LETTER XXXI
THE ALTAR FIRE
February 18, 1918.
Always
the pull of the opposites! In all the talk of internationalism, let us not
forget nationalism. The enemy of the present hour made great use of it, but
he did not reckon with its opposite. It is not true internationalism to
support spies as commercial agents in all the countries of earth.
America of all nations is best fitted to carry on her standards:
Each for all, and all for each.
But in her love for other races, for other nationalities, let
her not forget to strengthen and uphold her own.
“My country, ‘tis of Thee!” As that
sentiment grows ever stronger in your heart, so will your justice to other
nations make you recognize that their countries are of them.
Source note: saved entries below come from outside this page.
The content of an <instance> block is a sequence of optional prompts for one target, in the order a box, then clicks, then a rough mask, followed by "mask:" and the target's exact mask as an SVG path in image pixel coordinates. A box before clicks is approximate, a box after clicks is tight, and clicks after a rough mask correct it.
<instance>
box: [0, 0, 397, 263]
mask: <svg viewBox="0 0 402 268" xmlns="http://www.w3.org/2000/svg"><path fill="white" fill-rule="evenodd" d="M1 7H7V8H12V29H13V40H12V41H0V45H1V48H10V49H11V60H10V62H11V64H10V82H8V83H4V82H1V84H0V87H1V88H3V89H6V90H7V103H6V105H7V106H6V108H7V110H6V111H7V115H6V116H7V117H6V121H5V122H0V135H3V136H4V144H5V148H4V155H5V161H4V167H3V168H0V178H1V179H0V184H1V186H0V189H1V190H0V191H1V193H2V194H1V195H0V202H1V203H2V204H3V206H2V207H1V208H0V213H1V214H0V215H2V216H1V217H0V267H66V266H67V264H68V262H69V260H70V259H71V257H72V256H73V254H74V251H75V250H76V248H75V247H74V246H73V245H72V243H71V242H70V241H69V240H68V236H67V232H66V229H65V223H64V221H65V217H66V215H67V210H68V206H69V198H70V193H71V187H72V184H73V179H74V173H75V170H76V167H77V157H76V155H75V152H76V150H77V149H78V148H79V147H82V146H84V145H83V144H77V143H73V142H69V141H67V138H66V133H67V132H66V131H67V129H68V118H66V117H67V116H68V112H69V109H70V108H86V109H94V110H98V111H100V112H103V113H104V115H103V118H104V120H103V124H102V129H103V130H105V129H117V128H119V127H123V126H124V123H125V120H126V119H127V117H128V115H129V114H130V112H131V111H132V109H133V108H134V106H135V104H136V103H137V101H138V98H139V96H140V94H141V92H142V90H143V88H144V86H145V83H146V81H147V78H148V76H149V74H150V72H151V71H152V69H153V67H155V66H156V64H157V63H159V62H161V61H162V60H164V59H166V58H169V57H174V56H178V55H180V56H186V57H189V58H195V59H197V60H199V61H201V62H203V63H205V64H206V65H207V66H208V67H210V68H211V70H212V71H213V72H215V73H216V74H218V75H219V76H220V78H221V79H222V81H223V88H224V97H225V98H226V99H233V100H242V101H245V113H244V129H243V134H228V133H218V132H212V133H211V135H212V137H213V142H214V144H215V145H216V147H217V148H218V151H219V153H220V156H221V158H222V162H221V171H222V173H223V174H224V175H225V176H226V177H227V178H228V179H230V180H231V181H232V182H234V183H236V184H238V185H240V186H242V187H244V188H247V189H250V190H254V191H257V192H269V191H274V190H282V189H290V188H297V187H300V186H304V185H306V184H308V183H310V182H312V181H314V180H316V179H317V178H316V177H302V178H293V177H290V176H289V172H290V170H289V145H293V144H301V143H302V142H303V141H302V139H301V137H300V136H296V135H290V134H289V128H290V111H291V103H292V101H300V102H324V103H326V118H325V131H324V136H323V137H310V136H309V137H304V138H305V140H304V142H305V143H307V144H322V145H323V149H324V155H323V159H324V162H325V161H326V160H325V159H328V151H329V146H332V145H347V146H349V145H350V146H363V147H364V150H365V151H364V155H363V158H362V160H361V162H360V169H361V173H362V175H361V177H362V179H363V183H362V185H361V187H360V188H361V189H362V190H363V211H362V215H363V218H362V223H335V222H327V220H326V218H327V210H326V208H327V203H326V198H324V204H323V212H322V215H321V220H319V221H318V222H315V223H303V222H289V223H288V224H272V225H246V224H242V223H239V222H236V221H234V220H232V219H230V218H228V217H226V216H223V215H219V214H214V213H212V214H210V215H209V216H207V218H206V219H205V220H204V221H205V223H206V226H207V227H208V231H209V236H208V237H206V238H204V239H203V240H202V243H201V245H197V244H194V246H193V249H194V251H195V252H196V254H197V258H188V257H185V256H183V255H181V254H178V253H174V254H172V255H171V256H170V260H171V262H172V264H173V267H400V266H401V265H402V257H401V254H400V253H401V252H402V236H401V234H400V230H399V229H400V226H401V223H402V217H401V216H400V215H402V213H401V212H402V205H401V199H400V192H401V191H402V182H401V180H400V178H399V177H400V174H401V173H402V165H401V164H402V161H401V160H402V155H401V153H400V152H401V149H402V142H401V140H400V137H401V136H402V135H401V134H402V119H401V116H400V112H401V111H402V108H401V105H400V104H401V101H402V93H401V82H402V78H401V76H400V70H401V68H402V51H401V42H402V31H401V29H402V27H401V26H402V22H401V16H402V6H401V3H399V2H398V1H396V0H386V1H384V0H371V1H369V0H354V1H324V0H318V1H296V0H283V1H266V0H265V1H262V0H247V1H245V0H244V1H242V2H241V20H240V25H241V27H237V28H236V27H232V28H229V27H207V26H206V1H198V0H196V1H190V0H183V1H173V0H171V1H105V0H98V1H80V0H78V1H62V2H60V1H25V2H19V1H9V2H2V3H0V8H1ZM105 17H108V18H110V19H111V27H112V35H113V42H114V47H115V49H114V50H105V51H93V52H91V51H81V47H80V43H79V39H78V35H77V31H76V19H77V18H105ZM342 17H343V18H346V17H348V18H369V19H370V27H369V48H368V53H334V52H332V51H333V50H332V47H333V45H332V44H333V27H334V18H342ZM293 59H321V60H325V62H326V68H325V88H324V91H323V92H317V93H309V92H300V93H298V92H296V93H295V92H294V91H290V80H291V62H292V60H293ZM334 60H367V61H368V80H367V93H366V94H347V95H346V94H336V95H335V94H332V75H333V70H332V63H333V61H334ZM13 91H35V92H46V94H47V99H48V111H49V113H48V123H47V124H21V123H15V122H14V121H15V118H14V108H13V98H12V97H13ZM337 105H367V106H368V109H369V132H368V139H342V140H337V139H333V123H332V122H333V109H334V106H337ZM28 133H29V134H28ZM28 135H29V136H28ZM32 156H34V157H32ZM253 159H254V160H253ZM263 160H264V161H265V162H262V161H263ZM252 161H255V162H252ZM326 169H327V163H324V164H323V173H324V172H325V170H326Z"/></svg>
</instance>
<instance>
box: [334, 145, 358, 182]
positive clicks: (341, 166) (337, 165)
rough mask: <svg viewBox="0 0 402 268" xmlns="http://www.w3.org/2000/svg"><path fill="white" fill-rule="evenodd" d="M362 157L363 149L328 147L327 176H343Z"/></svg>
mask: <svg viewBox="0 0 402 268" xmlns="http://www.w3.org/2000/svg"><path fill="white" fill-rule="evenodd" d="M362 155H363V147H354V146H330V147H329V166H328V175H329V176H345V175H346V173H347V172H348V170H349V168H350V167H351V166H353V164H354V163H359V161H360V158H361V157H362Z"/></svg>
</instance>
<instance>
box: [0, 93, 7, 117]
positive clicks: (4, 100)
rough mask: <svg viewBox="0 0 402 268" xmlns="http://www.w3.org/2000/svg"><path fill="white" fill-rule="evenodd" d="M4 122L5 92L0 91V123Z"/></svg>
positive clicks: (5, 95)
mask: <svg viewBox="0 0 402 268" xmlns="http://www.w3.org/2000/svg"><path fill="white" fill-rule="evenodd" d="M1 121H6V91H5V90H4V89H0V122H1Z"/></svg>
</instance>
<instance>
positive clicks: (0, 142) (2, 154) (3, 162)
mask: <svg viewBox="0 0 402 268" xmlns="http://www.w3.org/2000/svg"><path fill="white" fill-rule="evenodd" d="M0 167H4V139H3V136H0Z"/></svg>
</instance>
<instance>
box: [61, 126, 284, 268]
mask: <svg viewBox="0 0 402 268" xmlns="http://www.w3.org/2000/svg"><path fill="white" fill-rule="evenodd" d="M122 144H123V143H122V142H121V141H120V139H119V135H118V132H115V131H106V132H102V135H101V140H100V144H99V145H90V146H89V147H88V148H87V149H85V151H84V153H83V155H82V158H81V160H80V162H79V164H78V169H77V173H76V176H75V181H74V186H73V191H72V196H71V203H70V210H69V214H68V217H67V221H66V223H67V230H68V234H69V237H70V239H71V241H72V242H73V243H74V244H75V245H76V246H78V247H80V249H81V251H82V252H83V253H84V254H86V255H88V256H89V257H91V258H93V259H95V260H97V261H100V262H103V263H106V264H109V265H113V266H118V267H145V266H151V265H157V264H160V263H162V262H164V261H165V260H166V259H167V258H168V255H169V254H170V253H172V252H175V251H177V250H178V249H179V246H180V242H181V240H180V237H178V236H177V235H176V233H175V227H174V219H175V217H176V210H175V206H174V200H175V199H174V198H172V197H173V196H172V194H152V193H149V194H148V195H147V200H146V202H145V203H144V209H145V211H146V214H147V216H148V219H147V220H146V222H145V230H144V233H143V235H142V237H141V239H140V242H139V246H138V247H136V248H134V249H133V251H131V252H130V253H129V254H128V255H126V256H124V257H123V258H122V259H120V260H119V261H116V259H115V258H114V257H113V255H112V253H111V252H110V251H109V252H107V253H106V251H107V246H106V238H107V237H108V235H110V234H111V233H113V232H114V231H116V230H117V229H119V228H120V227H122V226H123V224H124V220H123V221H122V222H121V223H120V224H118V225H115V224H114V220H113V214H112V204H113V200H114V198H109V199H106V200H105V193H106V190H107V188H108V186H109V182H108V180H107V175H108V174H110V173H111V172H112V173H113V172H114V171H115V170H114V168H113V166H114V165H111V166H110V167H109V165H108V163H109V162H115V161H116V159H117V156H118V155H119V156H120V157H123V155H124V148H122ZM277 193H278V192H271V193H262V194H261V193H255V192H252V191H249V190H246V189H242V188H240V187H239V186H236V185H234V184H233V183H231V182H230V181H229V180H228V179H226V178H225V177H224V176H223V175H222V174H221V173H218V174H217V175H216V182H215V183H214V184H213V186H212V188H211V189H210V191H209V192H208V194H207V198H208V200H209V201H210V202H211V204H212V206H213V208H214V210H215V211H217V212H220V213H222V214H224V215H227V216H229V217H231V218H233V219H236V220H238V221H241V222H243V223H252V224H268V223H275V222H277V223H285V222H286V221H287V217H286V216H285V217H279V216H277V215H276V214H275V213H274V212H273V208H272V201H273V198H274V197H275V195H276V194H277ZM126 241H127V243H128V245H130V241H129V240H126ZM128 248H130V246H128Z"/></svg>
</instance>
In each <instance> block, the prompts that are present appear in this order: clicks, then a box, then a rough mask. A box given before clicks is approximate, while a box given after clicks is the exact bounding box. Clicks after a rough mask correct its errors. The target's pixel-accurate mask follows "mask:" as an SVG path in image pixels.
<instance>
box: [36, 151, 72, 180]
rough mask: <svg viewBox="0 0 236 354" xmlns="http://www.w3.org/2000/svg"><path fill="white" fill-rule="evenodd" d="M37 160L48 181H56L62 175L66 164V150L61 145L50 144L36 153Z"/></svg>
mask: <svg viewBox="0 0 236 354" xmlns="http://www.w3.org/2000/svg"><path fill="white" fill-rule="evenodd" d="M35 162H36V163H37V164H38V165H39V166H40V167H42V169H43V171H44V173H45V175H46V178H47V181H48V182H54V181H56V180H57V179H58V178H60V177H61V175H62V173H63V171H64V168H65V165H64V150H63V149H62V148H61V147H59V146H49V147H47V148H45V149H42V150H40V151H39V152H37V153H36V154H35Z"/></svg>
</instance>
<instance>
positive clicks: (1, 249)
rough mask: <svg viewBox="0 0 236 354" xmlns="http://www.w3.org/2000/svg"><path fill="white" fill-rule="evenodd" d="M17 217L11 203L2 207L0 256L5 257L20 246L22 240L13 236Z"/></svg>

For your
country was not built upon the idea of world domination, but of freedom—for
yourselves and for all men.
Your president has been called a maker of phrases. That is good.
A man who can make phrases that shall carry themselves around the world can
influence the thought of the world.
“To make the world safe for democracy.” Those words will go down
the centuries.
You Americans who love the storied lands of
Europe, do not underestimate this land that gave you birth. It is great as
the greatest now, and its clock has not yet struck twelve noonday. It is
still morning in America. The present day American is the ancestor of the
man of the Sixth Race. From many stocks he will spring, and his blood will
be blended from that of all the races which have preceded him. He will be
unique in his qualities. No man of the older races can imitate him, for his
consciousness will be his own.
A man is not, as you have so often said, of flesh and blood and
bone and sinew, but a man is a state of consciousness. It is because you
recognize their state of consciousness as being themselves, that men and
women reveal themselves to you.
If—or when—you go back to Europe to live, do not forget your
country. Do not remain too long away from it, lest you lose touch with that
unique consciousness which shall flower in the Sixth Race.
Yes, a great art will grow up in America.
After another fifty years it will be ripe. Let us hope it will not begin to
rot thereafter, but like a sound American apple preserve its solidity for a
long time.
This war is good for America. It is not well for a race to have
so great a material success without some pain and struggle. It is pain that
mellows the heart.
America has not yet found her soul, but she will find it. Those
Americans who are now broken-hearted are finding their souls.
France found her soul a long time ago, and she is now finding
her divinity. Would she have found it but for suffering? The Christ upon the
cross is greater than the Christ at the marriage supper in Cana of Galilee.
If I had not wanted you to write this book,
I should have sent you back to London, that you might experience the strain
of air raids and insufficient food. I should have sent you back to France,
that you might see and touch and minister to the wounded.
Though you have endured the strain of the astral world at war,
you have not yet seen and touched and tasted the agony of physical suffering
that the women of France have seen and touched and tasted. But you cannot
live and suffer in too many worlds at once.
Do you not think that our American boys who are fighting now in
France will be greater for the experience—whether they live or die? Life in
material form is not the only life, and those who make the great sacrifice
will gain more than they lose. It is sublime to die for an ideal. “To make
the world safe for democracy.”
America is better known to Europeans now
than she has been before. Many of you will go and come, as you have done in
the past; and a few of you will vitalize the mutual understanding between
America and Europe. But you can do that only by glorifying your own
nationality in your hearts. I do not mean flaunting it. Let it burn as an
altar fire, in the secret temple of your being.